I sat quietly on the floor, my legs crossed beneath me, my hands clasped in my lap. I took a long slow breath in. And a long exhale out.
“You can do this” I thought to myself. “Be still. Just relax.”
It didn’t take long for my brain to churn. “Why are you not out backpacking right now? Why did you sign up for this again? Are you crazy? If you tell your friends what you’re doing they won’t believe it.”
“Shhhhh.” I whispered to my brain. “Focus!”
I took another deep breath in and out. My body would NOT stop fidgeting. I felt the restlessness coming up from deep down inside. I slowly, sneakily opened one eye and glanced around the room. 12 other people sat around me in seemingly peaceful, quiet meditation.
“Fuck. Why is this so hard?!”
Monkey mind. noun. A constantly chattering, unsettled, restless mind—like a monkey who reaches for a branch, swings, then lets go only to grab another.
Yep, that’s me. Restlessness is my superhero power. It was also the reason that one sunny weekend last summer I found myself sitting in the unlikeliest of places: a silent yoga and meditation retreat.
How did I end up here? Well, it was a crossroads of sorts…
Last January, almost a full year ago, I hit the magical 40 milestone and with it came a lot of introspection. Although I’ve been fully present for a lot of great moments in my life, it never takes long for my mind to start thinking about the next adventure, the next place, the next thing. It’s always “what’s next?” and never “what’s now?” I don’t think there’s anything wrong with being ambitious and wanting to experience… well, everything! But it IS a problem to be the human embodiment of a ping-pong ball.
After 8 years of freelancing, mostly because I could swing from one project to the next and never stay in one place for very long, I went back to full time work. After exhausting nearly everyone I’ve ever been in a relationship with, I finally met a guy I didn’t want to exhaust. It became apparent that my crazy little brain needed to slow down and find some stillness, both for my health and the health of those around me.

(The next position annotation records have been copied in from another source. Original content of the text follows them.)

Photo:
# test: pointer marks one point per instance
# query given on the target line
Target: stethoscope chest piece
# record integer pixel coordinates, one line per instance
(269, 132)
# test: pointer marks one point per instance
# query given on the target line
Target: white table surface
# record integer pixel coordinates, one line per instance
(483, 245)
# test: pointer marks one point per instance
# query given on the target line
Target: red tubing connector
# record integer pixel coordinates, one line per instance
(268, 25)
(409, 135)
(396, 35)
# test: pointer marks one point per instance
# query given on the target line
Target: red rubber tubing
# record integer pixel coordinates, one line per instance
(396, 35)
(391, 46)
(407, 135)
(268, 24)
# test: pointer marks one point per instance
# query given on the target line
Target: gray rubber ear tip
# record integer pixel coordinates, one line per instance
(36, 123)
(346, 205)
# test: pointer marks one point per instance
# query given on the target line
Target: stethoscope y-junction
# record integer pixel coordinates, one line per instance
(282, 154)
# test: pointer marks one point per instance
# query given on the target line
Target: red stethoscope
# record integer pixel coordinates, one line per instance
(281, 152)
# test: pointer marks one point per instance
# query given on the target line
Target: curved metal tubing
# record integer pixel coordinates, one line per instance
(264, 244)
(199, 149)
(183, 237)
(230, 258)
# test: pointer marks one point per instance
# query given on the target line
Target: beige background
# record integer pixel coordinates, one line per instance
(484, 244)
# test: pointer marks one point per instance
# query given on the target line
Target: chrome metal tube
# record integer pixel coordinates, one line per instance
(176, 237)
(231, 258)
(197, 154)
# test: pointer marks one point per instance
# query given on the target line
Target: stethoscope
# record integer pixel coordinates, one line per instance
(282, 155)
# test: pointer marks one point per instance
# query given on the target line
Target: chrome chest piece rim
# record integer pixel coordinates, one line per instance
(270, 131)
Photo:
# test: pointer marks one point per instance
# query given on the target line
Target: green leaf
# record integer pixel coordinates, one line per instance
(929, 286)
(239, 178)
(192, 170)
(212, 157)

So what did I do? Well, I pretty much revealed my life secrets to my amazing rolfer, Kate Bradfield.
Rolfers are structural integration therapists who do deep tissue massage and connective, fascial tissue work. I’ve been seeing Kate for many years and she’s treated every injury I’ve ever had, which isn’t a trivial task. Twice a year she partners with Jenny Hayo, a spiritual teacher of yoga, Buddhism, meditation and pranayama, and they lead a 3-day silent yoga/meditation retreat at the beautiful Aldermarsh Resort on Whidbey Island.
She told me I should join since it would be completely opposite from my normal. “It’ll change your life” she told me. To say I was dubious was an understatement but hey, Kate has an incredible energy. Either that or she’s a Jedi.
I signed up. Then afterwards I read a few blog stories about other people doing silent retreats and the general feelings went something like:
“Oh my god, my body can’t take the pain of sitting here another minute!”.
“You’re forbidden to gesture, to make eye contact. It’s like hell on earth”.
“Sitting here, suffering for 3 hours unable to move while meditating is NOT my path to enlightenment”.
What had I done!? Though I’d been practicing yoga for over 6 years, it had never been in a room below 120 degrees. I’d never been on a silent retreat and as far as meditation, well… I downloaded an iPhone app called Headspace and completed exactly 3 10-min “learn how to meditate” sessions so I could try to prep. I barely sat still for 5 minutes of any of them! I didn’t know the first thing about taking a pause. Or how to control my mind. And I was going to a silent retreat!?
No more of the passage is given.